The Right of New State Residents to Equal Benefits
The issue: Does the Constitution allow states to give benefits to most state residents, but not to those newly arrived in the state?
Introduction
Although the word "travel" does not appear in the Constitution, the right to travel from state to state is embedded in Supreme Court caselaw.  As the Court recently clarified in its 1999 decision, Saenz v Roe, the "right to travel" embraces three different components: (1) the right of a citizen of one state to enter and leave another state, (2) the right to be treated as a welcome visitor and not an unfriendly alien while temporarily present in a second state, and (3) for those travelers who elect to become residents of another state, the right to be treated like other citizens of that state.  The first of these rights, depending upon which Supreme Court justices you ask, has its source either in the commerce clause or the privileges and immunities clause of the Fourteenth Amendment.  The second has its source in the privileges and immunities clause of Article IV, Section 2.  The third right, the one considered in the cases on this page, is based, the Court says in Saenz in the Fourteenth Amendment: "All persons born or naturalized in the United States, and subject to the jurisdiction thereof, are citizens of the United States and the State wherein they reside.  No State shall make or enforce any law which shall abridge the privileges or immunities of citizens of the United States."

Shapiro v. Thompson (1968) considered the constitutionality of a state law that established a one-year residency requirement for welfare recipients.  The Court struck down the law, finding it a violation of the "right to travel" (really, more the right to migrate).  The Court siad it had "no reason to ascribe the source to any particular constitutional provision," relying instead on the "fundamental rights" prong of equal protection analysis.  In a subsequent case, the Court upheld residency requirement for in-state tuition benefits.  In so doing, the Court distinguished Shapiro, which it said involved access to "basic necessities of life."  In Zobel v Williams, the Court, 8 to 1, struck down a Alaska scheme that distributed royalties from the state's mineral revenues to state residents based on the length of state residency.  Residents received $50 in benefits for each year they lived in Alaska.  Various justices offered three different reasons for invalidating the plan.

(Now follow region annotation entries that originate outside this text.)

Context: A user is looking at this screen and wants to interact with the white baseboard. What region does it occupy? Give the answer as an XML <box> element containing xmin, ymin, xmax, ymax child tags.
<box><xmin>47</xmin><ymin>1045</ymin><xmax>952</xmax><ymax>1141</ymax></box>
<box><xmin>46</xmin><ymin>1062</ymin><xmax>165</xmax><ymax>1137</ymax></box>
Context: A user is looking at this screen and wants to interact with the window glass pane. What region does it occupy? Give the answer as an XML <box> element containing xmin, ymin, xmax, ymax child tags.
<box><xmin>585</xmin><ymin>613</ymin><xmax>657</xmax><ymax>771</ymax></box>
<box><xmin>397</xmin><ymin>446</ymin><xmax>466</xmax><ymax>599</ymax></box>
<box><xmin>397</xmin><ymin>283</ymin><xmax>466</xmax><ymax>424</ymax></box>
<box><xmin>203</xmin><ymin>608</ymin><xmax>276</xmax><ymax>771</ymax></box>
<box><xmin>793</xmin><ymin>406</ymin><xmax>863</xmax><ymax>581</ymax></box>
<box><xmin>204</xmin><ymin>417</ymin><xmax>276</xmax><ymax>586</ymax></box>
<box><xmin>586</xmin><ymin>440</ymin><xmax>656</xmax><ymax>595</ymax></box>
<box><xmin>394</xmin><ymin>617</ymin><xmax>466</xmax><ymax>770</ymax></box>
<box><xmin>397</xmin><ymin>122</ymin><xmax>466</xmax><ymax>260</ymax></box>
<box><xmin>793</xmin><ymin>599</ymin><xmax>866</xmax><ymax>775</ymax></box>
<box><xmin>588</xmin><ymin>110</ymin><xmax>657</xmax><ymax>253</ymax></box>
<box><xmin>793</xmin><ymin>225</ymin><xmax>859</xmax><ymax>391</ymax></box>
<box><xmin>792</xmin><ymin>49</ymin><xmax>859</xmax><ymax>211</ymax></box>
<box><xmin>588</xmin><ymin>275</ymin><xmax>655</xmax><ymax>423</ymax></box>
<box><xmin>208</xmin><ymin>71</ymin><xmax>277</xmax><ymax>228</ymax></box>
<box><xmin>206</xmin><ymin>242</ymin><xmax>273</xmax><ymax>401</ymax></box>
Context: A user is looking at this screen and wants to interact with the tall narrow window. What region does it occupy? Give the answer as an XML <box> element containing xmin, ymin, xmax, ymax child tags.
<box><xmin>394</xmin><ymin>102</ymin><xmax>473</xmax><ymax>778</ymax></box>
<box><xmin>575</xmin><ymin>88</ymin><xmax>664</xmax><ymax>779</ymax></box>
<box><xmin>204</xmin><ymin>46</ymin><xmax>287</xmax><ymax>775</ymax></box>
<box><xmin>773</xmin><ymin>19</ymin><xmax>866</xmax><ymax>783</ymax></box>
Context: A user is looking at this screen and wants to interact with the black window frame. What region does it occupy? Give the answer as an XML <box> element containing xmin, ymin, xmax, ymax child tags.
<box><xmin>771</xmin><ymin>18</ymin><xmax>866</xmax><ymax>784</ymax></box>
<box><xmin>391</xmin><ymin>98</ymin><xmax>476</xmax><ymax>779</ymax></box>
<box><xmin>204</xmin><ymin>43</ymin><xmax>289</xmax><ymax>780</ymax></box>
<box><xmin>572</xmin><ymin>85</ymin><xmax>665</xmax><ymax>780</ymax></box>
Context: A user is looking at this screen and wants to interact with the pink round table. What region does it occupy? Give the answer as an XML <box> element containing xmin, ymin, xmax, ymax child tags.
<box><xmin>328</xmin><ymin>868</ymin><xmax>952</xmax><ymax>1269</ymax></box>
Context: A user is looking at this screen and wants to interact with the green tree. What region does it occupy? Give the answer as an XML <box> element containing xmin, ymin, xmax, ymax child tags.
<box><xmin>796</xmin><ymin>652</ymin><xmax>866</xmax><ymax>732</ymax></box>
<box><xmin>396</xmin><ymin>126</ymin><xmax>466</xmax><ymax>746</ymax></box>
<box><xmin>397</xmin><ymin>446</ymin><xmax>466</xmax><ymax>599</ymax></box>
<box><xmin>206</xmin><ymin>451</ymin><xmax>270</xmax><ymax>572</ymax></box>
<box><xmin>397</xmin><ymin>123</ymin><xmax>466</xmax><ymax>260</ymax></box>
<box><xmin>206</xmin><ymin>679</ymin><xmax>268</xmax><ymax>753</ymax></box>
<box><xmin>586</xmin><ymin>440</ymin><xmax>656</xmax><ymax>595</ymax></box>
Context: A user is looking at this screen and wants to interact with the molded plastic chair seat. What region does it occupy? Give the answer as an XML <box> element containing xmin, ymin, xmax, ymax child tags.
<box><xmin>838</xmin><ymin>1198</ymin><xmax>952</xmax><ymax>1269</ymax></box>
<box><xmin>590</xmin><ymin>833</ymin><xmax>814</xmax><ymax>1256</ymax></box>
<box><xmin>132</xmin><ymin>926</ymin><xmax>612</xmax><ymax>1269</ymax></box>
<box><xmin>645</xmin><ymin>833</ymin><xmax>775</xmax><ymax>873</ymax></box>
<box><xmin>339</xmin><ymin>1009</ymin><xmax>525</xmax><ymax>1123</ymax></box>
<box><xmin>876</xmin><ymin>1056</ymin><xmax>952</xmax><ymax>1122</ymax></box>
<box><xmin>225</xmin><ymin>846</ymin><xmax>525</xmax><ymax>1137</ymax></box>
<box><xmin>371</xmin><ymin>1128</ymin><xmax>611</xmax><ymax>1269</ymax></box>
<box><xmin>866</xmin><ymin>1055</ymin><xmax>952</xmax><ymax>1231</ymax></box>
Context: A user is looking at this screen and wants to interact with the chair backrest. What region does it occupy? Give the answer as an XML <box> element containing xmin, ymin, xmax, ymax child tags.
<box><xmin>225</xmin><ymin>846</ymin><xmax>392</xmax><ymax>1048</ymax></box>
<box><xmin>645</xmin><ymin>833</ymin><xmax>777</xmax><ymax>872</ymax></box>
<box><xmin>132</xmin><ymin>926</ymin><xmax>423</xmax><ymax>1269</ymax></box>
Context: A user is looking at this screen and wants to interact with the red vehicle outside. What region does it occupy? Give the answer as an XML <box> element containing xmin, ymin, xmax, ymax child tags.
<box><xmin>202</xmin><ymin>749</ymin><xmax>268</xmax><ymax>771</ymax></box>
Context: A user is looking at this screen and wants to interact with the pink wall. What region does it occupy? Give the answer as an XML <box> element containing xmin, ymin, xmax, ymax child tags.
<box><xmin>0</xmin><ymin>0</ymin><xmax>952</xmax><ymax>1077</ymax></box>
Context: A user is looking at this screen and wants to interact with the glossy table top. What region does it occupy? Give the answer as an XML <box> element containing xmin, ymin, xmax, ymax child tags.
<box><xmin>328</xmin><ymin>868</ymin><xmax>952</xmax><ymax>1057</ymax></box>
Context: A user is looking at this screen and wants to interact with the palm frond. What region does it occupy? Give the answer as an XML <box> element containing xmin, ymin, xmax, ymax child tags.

Finally, in Saenz, the Court breathed new life into the Citizenship Clause of the Fourteenth Amendment in finding that clause to be violated by a California law that set lower welfare benefits for newer residents than for long-term residents.  The Court says the clause "does not allow for degrees of citizenship based on length of residence."

Amendment XIV, Section 1.
All persons born or naturalized in the United States, and subject to the jurisdiction thereof, are citizens of the United States and of the State wherein they reside. No State shall make or enforce any law which shall abridge the privileges or immunities of citizens of the United States....


Cases
Shapiro v. Thompson (1969)
Zobel v. Williams (1982)
Saenz v. Roe (1999)


The Trans-Alaska pipeline, carrying oil from Prudhoe Bay.  The Prudhoe Bay oil led to establishment of Alaska's Permanent Fund, which provided dividends to all Alaskans based on their length of state residence.  Alaska's dividend payment system was declared unconstiutional in Zobel v Williams.

Questions

1. What is the best constititutional source for finding a right to travel?
2.  Is the right to travel implicated, and a higher level of judicial scrutiny applied, when the government imposes a gasoline tax? When the government bans travel to a foreign country such as Cuba?  When it denies a passport for character reasons? 
3.  How would the Court distinguish the denial of welfare benefits to new residents (unconstitutional) from the denial of instate-tuition breaks to new residents (constitutional)?  How would the Court likely decide cases involving a denial of emergency medical benefits to new residents?  What about a law requiring new residents to live in a state for 6 months before they can file for divorce?
4.  What are examples of state benefits that could be called "basic necessities of life"?
5.  What about voting?  How long of a durational residency requirement could a state establish for voting in state elections?
6.  Did the Alaska law challenged in Zobel have the effect of encouraging or discouraging migration to Alaska?  Did it have the effect of discouraging emmigration from Alaska?  Should we be concerned about the possibility of other states adopting similar laws and effectively locking long-term residents into continued residency?
7.  What was the strongest justification Alaska offered for its law?
8.  After Saenz, what--if anything--can a high-benefit state do to avoid becoming a magnet to welfare recipients in low-benefit states?